Fail to reproduce the failure on ubuntu. Will attempt to try on Solaris 10 as soon as I can get a workable VM from IT.

Anitha is kind enough to point out that my initial analysis wasn't all that accurate. Let's try again. ;)

a. INSERT INTO t1 (c1,c2) VALUES (now(), f_slow_now())  // 1st row

Trigger created here.  

b. INSERT INTO t1 (c1,c2) VALUES (now(), now())  // 2nd row
 

c. CALL p1(); 
   expands into:
    INSERT INTO t1 (c1,c2) values (now(),now()); // 3rd row

    INSERT INTO t1 (c1,c2) values (now(),now()); // 4th row

The difference between the rows are row2-row1, row3-row2, row4-row3 and should have resolved to: (1,1,1) if the time difference between each row was more than one second. We got (1,0,1) instead, indicating that row3-row2 difference is maybe calculated with a bad timing.

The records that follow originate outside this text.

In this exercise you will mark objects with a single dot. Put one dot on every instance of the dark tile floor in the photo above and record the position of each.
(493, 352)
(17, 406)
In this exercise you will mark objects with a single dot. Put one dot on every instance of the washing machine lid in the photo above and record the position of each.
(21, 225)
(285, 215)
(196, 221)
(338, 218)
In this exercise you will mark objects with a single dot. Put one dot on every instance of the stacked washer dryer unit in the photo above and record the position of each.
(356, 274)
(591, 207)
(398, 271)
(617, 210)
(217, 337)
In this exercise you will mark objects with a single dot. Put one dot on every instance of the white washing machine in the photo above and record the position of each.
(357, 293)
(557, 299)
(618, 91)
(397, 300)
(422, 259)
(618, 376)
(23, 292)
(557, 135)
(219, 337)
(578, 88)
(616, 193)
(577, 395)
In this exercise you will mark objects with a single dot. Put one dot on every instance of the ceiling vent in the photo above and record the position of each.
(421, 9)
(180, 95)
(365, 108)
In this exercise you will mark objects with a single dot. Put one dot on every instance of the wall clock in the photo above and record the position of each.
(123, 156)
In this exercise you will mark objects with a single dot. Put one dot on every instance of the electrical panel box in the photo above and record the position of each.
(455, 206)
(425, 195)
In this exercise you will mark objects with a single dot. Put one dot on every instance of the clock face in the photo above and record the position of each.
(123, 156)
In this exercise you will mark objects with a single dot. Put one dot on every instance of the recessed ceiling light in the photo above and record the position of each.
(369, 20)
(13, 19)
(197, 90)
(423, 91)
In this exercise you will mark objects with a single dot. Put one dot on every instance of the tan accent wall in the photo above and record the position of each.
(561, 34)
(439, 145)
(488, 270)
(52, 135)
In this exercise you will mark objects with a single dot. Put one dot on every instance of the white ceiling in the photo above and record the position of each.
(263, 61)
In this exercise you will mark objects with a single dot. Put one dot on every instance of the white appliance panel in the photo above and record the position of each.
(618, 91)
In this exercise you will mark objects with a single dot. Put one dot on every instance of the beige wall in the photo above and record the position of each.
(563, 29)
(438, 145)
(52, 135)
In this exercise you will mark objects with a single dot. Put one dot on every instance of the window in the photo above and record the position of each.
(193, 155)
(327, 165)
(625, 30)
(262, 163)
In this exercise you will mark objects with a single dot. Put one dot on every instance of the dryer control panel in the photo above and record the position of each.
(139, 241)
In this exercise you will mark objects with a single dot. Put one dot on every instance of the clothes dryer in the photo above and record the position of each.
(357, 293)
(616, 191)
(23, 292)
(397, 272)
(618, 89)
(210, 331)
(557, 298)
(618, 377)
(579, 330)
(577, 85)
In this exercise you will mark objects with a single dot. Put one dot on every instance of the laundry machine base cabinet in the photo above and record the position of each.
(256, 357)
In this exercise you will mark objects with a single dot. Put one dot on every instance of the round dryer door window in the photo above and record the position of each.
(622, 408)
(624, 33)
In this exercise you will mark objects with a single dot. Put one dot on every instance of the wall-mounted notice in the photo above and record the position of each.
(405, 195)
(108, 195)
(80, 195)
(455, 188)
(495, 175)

There is no sleep after statement b. That shouldn't matter, because as Anitha point out, the trigger is active for the INSERT statement inside the stored procedure p1() and should have caused a SLEEP(2) just before the INSERT of the 3rd row, making the difference between row3 and row2 more than 1 second. In fact there is even one SLEEP too many inside the SP which could safely be removed.

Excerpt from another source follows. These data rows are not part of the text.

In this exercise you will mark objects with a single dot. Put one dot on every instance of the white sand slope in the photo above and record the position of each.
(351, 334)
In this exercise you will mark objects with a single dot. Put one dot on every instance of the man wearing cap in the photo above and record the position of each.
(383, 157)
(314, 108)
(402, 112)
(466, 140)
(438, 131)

So why did this fail on Solaris 10? I don't know yet. I can't see anything obviously wrong with the test case just now.

If it doesn't fail on 5.1 then the risk is that the test case is good and that we're seeing a regression for 5.5 here.

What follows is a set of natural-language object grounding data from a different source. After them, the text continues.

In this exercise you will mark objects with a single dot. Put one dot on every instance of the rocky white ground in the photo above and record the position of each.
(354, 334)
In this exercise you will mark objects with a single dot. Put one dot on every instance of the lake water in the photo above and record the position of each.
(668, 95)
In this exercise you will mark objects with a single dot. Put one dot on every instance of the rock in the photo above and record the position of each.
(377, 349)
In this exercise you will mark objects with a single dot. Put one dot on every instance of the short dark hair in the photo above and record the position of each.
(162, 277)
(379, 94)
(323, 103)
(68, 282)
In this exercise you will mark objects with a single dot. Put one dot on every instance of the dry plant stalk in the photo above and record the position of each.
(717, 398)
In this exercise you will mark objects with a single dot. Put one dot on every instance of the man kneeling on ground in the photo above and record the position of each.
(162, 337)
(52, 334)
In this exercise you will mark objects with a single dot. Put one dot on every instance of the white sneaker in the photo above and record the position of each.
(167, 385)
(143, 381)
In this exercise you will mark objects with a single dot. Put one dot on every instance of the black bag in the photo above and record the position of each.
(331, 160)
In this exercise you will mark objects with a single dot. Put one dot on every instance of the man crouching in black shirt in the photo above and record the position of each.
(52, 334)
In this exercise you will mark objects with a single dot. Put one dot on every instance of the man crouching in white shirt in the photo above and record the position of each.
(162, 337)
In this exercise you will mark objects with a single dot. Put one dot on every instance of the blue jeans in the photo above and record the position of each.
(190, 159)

In 5.1 this behavior is verified from a debug trace:

query: INSERT INTO t1 (c1,c2) VALUES (now(), f_slow_now())
       execute: Instruction 0
       >sp_instr_stmt::execute
           proc_info: item_func.cc:3670  User sleep
       <sp_instr_stmt::execute
       execute: Instruction 1
query: CREATE TRIGGER tf_before BEFORE INSERT ON t1
query: INSERT INTO t1 (c1,c2) VALUES (now(), now())
   >sp_head::execute_trigger
     execute: Instruction 0
         execute: Instruction 0
         >sp_instr_stmt::execute
             proc_info: item_func.cc:3670  User sleep
         <sp_instr_stmt::execute
         execute: Instruction 1
   <sp_head::execute_trigger
query: CALL p1()
    execute: Instruction 0
    >sp_instr_stmt::execute
        >sp_head::execute_trigger
          execute: Instruction 0
              execute: Instruction 0
              >sp_instr_stmt::execute
                  proc_info: item_func.cc:3670  User sleep
              <sp_instr_stmt::execute
              execute: Instruction 1
        <sp_head::execute_trigger
    <sp_instr_stmt::execute

    execute: Instruction 1
    >sp_instr_stmt::execute
        >sp_head::execute_trigger
          execute: Instruction 0
              execute: Instruction 0
              >sp_instr_stmt::execute
                  proc_info: item_func.cc:3670  User sleep
              <sp_instr_stmt::execute
              execute: Instruction 1
        <sp_head::execute_trigger
    <sp_instr_stmt::execute

query: SELECT c1-c2 FROM t1
query: SELECT t1.c1-self.c1 > 1 FROM t1, t1 as self WHERE t1.c0=self.c0+1 ORDER BY t1.c0

Could bug #42054 be related (thanks Shane!)?

Hi Roel,

the test has the potential to harm succeeding tests because
it is not ensured that the disconnect of con2 is finished
before this test ends.
Please fix this.
Current:
   SELECT count(*) FROM mysql.slow_log WHERE lock_time > 10;
   disconnect con2;
   DROP TABLE t1;
Repaired:
   SELECT count(*) FROM mysql.slow_log WHERE lock_time > 10;
   connection con2;
   disconnect con2;
   --source include/wait_until_disconnected.inc
   connection default;
   DROP TABLE t1;
This fix itself will not prevent the sporadic failures reported
within this bug.

Thank you

Matthias

Bug reproduced on Solaris 10. Many threads (i.e. busy machine) will result in inconsistencies in the test case outcome. Will research further and likely open new bug with test case.